Le projet de la Centrale électrique de l'Ouest guyanais (CEOG) est contesté depuis des années par les habitants de Prospérité (ou Atopo Wepe), village amérindien de l'ethnie kali'na situé à deux kilomètres du site. Ils jugent la centrale trop proche des habitations et demandent de lui trouver un autre point de chute.
"Saisir l'ONU est l'un des seuls moyens aujourd'hui pour se faire entendre", a déclaré à l'AFP le secrétaire général du Grand conseil coutumier des peuples autochtones de Guyane, Jean-Philippe Chambrier.
La plainte a été déposée à la demande du chef coutumier du village, Roland Sjabere, par l'Organisation des Nations autochtones de Guyane française (ONAG) avec le soutien du Service international pour les Droits de l'Homme (ISHR), une ONG basée à Genève, devant le Comité pour l'élimination de la discrimination raciale qui ne dispose d'aucun pouvoir de contrainte sur les Etats.
Dans un communiqué, l'ONAG et l'ISHR indiquent avoir saisi le comité de l'ONU face à "l'avancée des travaux et à l'épuisement des voies de recours dans les juridictions françaises".
"En Guyane, les besoins et les traditions des peuples autochtones continuent d'être des questions secondaires pour les autorités", a indiqué M. Sjabere, cité dans le communiqué.
"En persistant dans ce projet sous cette forme et à cet emplacement, la République française foule du pied notre identité et met en péril notre mode de vie et l'avenir de nos peuples", a-t-il ajouté.
La plainte affirme que le projet se situe sur les terres que les habitants de Prospérité utilisent pour "la chasse, la pêche et la cueillette" et dénonce son "impact environnemental" ainsi que "les conséquences de sa réalisation sur leur mode de vie et leurs moyens de subsistance".
"Sans tarder"
L'ONAG et l'ISHR demandent au comité de l'ONU de se saisir du dossier "sans tarder" et d'enjoindre à la France "de mettre fin immédiatement" au projet de construction", insistant sur le fait que "les habitants du village ne s'opposent pas au projet en tant que tel mais à son emplacement".

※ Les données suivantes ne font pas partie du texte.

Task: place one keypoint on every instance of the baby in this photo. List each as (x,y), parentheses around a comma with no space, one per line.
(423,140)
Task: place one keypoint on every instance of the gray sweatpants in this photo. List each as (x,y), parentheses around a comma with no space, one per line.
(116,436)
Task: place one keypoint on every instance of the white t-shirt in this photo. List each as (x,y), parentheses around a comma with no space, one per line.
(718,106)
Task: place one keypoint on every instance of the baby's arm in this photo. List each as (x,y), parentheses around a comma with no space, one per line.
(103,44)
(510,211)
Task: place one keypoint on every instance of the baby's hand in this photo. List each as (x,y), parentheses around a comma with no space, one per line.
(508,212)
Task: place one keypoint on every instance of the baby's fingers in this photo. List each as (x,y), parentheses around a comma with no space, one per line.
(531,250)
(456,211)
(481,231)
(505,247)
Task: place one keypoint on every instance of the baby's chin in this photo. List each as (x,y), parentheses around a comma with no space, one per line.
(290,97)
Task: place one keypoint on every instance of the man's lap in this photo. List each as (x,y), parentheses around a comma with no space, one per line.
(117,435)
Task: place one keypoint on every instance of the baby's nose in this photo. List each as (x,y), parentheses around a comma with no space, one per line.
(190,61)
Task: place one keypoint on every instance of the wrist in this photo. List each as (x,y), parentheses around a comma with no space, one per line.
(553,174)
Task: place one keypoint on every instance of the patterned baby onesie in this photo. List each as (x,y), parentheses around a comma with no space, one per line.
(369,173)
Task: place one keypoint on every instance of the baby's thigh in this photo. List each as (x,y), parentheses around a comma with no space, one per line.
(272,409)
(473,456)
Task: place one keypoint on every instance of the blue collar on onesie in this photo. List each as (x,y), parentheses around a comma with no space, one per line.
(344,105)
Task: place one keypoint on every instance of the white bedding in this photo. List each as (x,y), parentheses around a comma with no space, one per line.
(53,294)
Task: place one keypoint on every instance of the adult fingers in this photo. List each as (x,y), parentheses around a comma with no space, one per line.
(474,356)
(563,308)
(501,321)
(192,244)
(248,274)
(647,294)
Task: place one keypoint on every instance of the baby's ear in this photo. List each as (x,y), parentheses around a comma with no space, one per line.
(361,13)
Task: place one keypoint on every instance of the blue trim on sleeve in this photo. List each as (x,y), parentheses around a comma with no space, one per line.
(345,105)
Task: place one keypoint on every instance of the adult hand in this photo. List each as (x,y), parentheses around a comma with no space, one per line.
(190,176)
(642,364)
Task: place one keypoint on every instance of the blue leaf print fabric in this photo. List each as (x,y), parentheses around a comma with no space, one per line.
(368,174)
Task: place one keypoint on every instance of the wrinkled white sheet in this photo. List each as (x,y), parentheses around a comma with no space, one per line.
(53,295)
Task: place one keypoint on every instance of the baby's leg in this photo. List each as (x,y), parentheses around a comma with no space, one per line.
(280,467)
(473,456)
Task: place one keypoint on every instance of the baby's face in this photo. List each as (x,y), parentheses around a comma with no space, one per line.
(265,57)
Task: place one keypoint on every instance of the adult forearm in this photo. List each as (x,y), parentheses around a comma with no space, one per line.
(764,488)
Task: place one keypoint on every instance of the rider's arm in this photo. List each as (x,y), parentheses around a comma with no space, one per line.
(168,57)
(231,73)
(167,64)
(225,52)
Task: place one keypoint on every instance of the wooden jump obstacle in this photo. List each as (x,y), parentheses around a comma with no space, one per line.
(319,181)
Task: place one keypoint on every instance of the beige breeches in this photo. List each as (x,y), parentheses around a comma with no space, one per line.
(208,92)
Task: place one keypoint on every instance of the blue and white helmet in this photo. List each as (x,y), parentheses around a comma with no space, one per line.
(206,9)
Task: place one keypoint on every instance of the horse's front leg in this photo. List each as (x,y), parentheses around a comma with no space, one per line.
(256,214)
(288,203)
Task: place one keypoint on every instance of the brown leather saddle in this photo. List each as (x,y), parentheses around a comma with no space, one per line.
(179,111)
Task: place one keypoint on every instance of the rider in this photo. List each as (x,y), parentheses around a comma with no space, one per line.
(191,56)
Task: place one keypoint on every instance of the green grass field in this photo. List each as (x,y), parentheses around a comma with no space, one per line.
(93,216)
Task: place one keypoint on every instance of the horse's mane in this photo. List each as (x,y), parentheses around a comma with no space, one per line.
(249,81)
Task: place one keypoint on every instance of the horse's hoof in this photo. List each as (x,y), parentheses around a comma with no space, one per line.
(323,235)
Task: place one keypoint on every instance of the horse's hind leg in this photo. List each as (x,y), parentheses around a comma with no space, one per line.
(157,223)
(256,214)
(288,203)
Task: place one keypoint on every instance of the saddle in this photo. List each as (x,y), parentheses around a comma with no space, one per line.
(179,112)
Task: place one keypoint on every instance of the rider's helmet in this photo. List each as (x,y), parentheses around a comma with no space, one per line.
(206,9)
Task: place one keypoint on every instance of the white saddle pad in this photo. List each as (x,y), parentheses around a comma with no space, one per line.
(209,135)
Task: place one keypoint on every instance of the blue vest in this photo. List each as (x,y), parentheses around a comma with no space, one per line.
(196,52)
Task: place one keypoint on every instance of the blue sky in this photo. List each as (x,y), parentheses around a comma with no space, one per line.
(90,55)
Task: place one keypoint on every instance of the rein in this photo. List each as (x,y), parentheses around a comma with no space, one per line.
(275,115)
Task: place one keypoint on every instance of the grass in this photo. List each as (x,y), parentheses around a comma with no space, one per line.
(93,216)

Entamés en novembre 2022, les travaux ont été interrompus durant cinq mois, pendant la saison des pluies, la CEOG invoquant des "contraintes techniques et météorologiques".
Protégés par un important déploiement de forces de l'ordre en raisons des tensions, les ouvriers ont recommencé mi-août 2023 les opérations de déboisement dans cette zone de l'Ouest de la Guyane, sur la commune de Mana.
Henry Hausermann, directeur général de la CEOG, a indiqué à l'AFP ne pas être au courant du dépôt de la requête auprès de l'ONU.
"Nous sommes au travail pour permettre à cette usine, attendue par la population, de sortir de terre", a-t-il dit.
"Nous avons profité du beau temps pour terminer le déboisement et aujourd'hui nous sommes dans la phase de terrassement et de création des accès, des routes. Nous commencerons bientôt l'implantation des panneaux solaires", a-t-il ajouté. La mise en service est prévue courant 2026.
Cette centrale photovoltaïque est censée, à terme, alimenter en électricité 10.000 foyers via une technologie de stockage de l'énergie fonctionnant à l'hydrogène.
Le projet, dont la genèse remonte à 2017, associe pour 170 millions d'euros le fonds d'investissement français Meridiam (à 60%), la Société anonyme de la raffinerie des Antilles (à 30%) et Hydrogène de France (à 10%).
Le village Prospérité a reçu le soutien de la Ligue des Droits de l'Homme (LDH), mais la centrale fait plutôt consensus parmi les élus locaux qui se sont majoritairement prononcés en sa faveur, la Guyane étant sujette à de fréquentes coupures d'électricité.